Earlier this month, news broke of what some shadiness in the dealings between SAP South Africa, CAD house and Transnet.

Gareth van Zyl wrote extensively on the red flagged dealings between SAP (SA), CAD house and Transnet in a piece on biznews.com titled #JoiningTheDots: Reading between the lines of SAP’s Gupta defensiveness.

While I cannot comment specifically on this case, it seems to be suggested that kick-backs to various organizations are par for the course in business dealings in South Africa at the moment, particularly for high value and high profile deals. 

While 'introducer' and 'referral' fees are nothing new in the software and services industry, they are the subject of a great deal of concern when the best deals are not being brokered.

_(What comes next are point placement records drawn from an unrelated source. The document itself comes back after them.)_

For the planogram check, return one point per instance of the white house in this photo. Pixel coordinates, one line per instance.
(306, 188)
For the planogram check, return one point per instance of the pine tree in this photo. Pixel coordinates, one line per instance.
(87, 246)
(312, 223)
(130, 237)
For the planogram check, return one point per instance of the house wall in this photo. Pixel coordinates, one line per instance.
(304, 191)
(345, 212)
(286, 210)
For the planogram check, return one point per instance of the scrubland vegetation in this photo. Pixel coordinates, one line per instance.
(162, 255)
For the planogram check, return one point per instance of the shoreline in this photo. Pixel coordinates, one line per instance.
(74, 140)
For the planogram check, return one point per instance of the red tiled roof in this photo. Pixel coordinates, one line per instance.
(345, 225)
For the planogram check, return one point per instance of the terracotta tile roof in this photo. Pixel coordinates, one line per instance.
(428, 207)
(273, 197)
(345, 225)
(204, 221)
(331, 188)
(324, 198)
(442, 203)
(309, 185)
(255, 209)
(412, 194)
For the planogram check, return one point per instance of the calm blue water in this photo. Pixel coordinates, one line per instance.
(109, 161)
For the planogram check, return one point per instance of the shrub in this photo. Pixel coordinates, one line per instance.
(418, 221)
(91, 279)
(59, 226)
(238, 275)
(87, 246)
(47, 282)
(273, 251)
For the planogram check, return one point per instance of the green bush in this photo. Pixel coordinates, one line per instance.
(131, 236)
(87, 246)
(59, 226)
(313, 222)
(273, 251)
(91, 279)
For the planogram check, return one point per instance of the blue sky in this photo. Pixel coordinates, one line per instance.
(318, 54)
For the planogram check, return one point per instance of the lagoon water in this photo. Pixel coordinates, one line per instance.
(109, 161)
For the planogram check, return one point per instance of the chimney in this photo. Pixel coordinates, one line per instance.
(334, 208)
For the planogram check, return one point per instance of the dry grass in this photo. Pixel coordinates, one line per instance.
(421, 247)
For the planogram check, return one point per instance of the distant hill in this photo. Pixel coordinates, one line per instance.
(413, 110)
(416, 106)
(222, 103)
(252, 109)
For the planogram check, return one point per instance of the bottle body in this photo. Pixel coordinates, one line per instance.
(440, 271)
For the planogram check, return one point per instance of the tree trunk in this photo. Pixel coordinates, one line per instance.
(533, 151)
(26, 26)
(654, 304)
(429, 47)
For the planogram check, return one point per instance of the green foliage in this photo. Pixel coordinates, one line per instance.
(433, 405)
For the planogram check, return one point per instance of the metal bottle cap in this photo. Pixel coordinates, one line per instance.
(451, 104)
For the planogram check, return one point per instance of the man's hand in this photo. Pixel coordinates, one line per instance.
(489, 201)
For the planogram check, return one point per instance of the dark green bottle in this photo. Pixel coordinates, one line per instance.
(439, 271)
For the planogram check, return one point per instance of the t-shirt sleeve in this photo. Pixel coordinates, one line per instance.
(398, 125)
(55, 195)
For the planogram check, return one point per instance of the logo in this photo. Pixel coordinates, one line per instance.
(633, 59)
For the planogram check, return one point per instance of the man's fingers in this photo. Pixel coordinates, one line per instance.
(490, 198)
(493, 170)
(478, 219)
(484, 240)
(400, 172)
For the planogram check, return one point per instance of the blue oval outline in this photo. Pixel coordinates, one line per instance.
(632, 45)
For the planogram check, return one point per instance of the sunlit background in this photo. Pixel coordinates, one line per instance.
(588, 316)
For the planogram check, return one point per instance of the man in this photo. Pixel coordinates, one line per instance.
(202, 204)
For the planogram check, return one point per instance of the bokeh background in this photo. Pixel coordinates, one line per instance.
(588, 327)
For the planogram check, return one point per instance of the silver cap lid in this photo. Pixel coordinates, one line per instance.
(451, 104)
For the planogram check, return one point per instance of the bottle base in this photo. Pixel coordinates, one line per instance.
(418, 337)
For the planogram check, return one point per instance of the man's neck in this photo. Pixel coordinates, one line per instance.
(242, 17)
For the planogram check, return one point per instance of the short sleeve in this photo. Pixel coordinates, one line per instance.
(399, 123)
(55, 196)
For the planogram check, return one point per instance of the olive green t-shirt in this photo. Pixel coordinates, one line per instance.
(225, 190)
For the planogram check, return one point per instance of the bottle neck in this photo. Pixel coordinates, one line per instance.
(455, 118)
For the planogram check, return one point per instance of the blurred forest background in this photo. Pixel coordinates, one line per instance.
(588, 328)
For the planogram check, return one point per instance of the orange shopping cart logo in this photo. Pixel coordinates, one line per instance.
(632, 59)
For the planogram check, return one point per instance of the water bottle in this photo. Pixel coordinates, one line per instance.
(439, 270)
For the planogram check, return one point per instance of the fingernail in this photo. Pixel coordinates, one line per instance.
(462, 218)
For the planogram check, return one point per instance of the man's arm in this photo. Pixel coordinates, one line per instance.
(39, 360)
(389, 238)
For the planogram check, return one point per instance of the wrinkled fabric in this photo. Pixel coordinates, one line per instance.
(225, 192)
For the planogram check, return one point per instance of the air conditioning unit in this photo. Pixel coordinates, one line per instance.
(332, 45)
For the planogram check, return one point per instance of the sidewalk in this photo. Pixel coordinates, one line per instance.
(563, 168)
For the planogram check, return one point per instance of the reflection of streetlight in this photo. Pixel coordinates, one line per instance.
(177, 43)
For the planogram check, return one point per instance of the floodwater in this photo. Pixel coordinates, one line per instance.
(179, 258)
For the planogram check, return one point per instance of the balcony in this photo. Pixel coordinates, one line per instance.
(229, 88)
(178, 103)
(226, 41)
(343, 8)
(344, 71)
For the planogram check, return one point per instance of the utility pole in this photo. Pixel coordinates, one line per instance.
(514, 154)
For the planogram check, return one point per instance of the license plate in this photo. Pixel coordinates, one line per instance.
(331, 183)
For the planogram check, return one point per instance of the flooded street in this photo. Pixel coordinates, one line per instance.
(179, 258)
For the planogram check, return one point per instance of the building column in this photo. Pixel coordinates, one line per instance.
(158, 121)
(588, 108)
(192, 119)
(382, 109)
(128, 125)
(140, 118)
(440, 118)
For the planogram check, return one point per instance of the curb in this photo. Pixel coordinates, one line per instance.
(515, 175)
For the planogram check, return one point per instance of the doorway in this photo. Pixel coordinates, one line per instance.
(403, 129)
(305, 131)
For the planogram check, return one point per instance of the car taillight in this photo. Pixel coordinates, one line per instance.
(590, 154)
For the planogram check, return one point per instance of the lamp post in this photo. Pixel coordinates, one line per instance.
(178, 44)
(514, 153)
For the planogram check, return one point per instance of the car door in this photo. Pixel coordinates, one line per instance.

Such goings-on would worry not only the customer, but also competitors and the whole process of 'deal' transparency.

The expose dates back to a deal from August 2015, where SAP (SA) agreed to pay a 10% “sales commission” to Gupta-linked CAD House in return for Transnet deals.

Van Zyl describes it as having many "Red flags" - the success fee is described as above the industry norm of 2-3% and particularly since CAD House are specialists in 3D printing and not in SAP or ERP projects. 

Investigative journalism site AmaBhungane reported that almost R100M in SAP payments flowed to CAD house despite it being surrounded by questionable activities as a whole.

Just as SAP is caught up in the regional politics, graft charges and scandals of South Africa, so too is analyst firm McKinsey which found itself tied to similar "Gupta-linked" deals. Unlike McKinsey, SAP chose to take a more defensive position on the dealings. It seems though that the SA leadership of SAP is in for a change though. Watch this space!